绿耳直起了身子,它内心清晰透了,它要继续,继续那次夜宴所设想出来的宏伟蓝图。只有建立起层次分明、结构稳定的猫帝国,才能为自己找到寿终正寝的地方。否则,不安与恐惧将从被小王夫妇抛弃开始,一直延续到生命的结束为止。绿耳跑到了食堂的楼顶,站在昔日被人咒骂与斥责的平台上,它发誓它将在这里登上巅峰,它必定能够改变猫世界的一切。
雨在子夜沉闷的钟声之后停了下来,替代的是呼啸而过的北风。风很干燥,没刮多久,平台本是湿润的地面恢复了水泥的纯色。这是晚秋的最后一场雨,这是初冬吹起的第一股疾劲的风。绿耳转身跳了下来,它径直去了西边的住宅区。已经是别无选择了,它知道,仅有雄心壮志是远远不够的,它更需要手段,而能够给予启示,使其领悟出手段的,无疑只有长毛老猫。
风越刮越大,天地之间时而低泣呜咽,时而鬼哭狼嚎,断枝残叶漫天飞舞,有如是恶魔主宰了这个狂嚣暴戾的夜。

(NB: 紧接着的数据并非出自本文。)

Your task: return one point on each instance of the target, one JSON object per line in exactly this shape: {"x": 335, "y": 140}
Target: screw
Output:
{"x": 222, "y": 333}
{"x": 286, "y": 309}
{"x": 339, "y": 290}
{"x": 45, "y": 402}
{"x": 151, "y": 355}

再没有别的动物敢在这样的夜晚出行了,除了绿耳。它细腻而有光泽的长毛被风吹散开,就像一只咆哮的雄性狮子在逆风而行。它蹿上围墙,跳上平房的房顶。差不多有半年没来这里了,几乎没有什么多大的变化,仙人球还在。绿耳想到了当时白猫的一番奚落,愤怒的把花盆推了下去,“砰”的一巨响,好像是杂乱风声中暴出一记惊雷。一地的碎片与黑泥,仙人球滚到了一边。
绿耳从阳台跳回到了平房顶上,它有种快感,的确如此,做了一件胡作非为的事,但也有点失望,因为白猫曾经在它面前炫耀过的窝还在,里面却空的。绿耳本打算把白猫揪出来,让它领着去找长毛,可现在娇贵的家猫估计全躲在了人类温暖的房间里。